The company expects its sequential growth momentum to accelerate in Q4 as the impact of furloughs eases.
"As expected, our Q3 profitability has seen a one-off impact of merger-related integration cost to the tune of 100 basis points. With the bulk of the integration cost behind us and in view of the growth tailwinds ahead, our endeavour is to return to our normalised profitability in Q4," Chatterjee told reporters during the company's earnings call.
While the company sees a higher level of caution baked into the spending plans across sectors on account of macroeconomic dynamics "there have been no program cancellations to date".
"Although some clients have deferred certain projects and are taking relatively longer to make decisions, the overall focus on longer-term transformation remains intact across sectors," he said.
For now, there is a marked emphasis on initiatives that generate cash conservation and speedier return on investment.
"In a number of instances, clients are focusing on cost take-out to fund their transformation projects. However, the pressing urgency to drive technology-led innovation to prepare for future opportunities holds significant long-term upside for our full stack end-to-end capabilities and people," Chatterjee said.

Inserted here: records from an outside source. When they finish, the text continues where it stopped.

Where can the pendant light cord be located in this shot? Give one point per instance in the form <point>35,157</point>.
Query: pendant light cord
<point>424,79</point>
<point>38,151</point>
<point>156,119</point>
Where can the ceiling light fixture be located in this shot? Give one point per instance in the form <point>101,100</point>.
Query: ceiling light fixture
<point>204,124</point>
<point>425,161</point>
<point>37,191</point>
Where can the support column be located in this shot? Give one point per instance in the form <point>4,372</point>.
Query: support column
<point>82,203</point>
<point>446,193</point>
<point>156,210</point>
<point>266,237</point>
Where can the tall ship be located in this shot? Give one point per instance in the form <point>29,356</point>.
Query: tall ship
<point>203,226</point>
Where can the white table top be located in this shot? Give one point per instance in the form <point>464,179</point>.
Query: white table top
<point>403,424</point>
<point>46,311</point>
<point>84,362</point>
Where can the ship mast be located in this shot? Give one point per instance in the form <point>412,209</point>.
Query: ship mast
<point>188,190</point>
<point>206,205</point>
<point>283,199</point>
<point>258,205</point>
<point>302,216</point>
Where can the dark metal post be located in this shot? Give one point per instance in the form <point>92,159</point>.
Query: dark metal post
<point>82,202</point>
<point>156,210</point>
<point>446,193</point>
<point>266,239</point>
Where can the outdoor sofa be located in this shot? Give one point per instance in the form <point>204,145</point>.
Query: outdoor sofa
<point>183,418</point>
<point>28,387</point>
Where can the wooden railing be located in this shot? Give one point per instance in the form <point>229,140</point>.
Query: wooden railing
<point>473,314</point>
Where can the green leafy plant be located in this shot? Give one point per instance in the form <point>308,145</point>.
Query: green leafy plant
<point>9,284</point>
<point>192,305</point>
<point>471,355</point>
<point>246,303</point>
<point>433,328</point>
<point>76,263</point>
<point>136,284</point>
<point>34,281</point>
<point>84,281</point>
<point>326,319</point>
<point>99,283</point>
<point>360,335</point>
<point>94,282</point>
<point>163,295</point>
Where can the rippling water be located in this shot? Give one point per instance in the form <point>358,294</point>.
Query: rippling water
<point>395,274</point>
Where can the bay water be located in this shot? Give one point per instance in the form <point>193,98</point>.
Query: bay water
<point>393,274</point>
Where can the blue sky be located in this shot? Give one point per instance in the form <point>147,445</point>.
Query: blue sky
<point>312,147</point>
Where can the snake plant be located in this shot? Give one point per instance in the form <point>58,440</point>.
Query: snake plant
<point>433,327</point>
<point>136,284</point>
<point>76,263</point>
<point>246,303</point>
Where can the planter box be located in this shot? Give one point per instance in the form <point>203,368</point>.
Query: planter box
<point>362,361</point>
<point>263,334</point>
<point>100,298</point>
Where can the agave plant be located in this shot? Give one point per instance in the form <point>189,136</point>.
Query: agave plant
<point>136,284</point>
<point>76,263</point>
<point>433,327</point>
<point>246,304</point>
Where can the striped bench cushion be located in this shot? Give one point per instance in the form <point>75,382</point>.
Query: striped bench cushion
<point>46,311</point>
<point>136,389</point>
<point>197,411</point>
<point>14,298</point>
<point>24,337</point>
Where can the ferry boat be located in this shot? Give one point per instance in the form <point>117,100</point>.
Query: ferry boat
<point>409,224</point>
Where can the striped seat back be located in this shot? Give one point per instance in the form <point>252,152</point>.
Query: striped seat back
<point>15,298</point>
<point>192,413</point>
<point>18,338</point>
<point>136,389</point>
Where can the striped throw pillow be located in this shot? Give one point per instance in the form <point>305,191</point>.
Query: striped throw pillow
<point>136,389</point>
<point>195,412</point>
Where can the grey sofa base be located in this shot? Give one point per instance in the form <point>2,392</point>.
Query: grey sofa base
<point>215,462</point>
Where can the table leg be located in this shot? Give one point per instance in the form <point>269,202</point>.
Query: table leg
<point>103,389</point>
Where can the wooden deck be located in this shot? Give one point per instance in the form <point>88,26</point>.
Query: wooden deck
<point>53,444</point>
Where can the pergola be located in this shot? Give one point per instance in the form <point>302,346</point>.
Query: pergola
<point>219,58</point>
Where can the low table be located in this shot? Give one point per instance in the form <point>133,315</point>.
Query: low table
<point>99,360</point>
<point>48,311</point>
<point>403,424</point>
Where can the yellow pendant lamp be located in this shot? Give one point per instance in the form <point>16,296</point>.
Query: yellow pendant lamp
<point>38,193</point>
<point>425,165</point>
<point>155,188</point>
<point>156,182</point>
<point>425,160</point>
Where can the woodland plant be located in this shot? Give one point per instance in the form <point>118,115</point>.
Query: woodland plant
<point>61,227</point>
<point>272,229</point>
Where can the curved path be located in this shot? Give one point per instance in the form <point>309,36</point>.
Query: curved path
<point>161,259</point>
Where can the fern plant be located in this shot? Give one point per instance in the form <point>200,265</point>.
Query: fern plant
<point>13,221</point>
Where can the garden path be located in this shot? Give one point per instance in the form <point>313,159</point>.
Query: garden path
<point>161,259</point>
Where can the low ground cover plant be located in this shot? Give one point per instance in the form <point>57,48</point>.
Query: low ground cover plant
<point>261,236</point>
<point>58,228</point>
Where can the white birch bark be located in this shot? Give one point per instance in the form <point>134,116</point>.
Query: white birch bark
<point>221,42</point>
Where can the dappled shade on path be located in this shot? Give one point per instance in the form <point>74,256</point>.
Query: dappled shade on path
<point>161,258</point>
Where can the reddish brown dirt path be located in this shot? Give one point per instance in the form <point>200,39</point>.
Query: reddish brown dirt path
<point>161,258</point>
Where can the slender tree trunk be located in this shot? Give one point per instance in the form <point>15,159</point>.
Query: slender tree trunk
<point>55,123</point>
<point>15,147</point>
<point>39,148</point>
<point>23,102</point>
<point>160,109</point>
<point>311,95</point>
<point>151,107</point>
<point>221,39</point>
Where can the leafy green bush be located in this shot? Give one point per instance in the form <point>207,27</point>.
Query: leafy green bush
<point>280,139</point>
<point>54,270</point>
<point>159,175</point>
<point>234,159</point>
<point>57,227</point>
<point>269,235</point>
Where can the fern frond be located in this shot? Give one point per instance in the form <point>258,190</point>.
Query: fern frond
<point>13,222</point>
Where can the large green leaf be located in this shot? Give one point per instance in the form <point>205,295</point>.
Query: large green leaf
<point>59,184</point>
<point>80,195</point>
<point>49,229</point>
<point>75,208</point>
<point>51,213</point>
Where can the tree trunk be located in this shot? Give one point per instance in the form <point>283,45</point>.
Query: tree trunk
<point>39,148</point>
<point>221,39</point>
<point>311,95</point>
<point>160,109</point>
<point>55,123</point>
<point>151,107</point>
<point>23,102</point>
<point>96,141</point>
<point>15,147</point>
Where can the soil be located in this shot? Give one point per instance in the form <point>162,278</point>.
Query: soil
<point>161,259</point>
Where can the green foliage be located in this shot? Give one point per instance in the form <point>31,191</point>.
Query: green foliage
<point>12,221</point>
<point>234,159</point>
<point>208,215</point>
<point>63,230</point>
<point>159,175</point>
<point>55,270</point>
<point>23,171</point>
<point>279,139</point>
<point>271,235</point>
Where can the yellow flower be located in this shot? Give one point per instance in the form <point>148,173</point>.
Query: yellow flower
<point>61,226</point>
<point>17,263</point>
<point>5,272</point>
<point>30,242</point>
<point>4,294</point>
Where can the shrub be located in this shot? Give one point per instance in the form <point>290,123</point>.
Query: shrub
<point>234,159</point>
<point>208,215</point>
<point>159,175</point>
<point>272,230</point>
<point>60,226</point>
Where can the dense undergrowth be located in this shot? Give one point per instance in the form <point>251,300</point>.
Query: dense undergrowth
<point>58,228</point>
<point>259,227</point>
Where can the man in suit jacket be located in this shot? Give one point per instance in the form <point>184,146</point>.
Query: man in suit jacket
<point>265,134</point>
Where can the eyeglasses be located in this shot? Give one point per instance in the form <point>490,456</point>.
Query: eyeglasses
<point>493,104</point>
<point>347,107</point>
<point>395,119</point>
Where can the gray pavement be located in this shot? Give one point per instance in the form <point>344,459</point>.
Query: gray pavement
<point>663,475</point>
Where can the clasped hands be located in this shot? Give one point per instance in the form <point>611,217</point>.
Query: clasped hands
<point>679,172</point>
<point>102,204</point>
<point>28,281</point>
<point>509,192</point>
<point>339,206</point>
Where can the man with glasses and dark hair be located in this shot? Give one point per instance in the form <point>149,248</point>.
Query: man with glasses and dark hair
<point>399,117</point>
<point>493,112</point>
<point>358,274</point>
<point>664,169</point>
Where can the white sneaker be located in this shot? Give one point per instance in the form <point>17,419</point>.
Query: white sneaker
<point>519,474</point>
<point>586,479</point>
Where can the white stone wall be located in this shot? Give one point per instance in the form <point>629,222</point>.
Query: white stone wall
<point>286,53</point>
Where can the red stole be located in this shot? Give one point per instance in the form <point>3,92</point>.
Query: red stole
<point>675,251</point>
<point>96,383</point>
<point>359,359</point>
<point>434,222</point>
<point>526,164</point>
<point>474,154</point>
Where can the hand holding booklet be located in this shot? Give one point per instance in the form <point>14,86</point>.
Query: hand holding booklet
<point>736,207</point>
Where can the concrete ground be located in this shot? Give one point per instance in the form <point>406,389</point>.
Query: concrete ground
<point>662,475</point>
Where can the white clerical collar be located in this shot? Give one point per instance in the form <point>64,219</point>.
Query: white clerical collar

He said that the banking, financial services and insurance (BFSI) business surged 22 per cent year on year; this portion alone is at an annual revenue run rate of USD 1 billion.
"The continued revenue momentum was driven by significant deal wins, including rate increases and a growing pipeline of large deals. While marketing tech and operations, cloud, risk and compliance and M&A integration drive sustained demand, we are seeing cost optimisation, customer experience transformation and regulatory or efficiency-focused initiatives emerge as key areas of focus," Chatterjee informed.
The company's headcount stood at 86,462 as of December 31, 2022. The trailing 12 months attrition was at 22.3 per cent. The Board of Directors has recommended an interim dividend of Rs 20 per equity share of par value Re 1 each.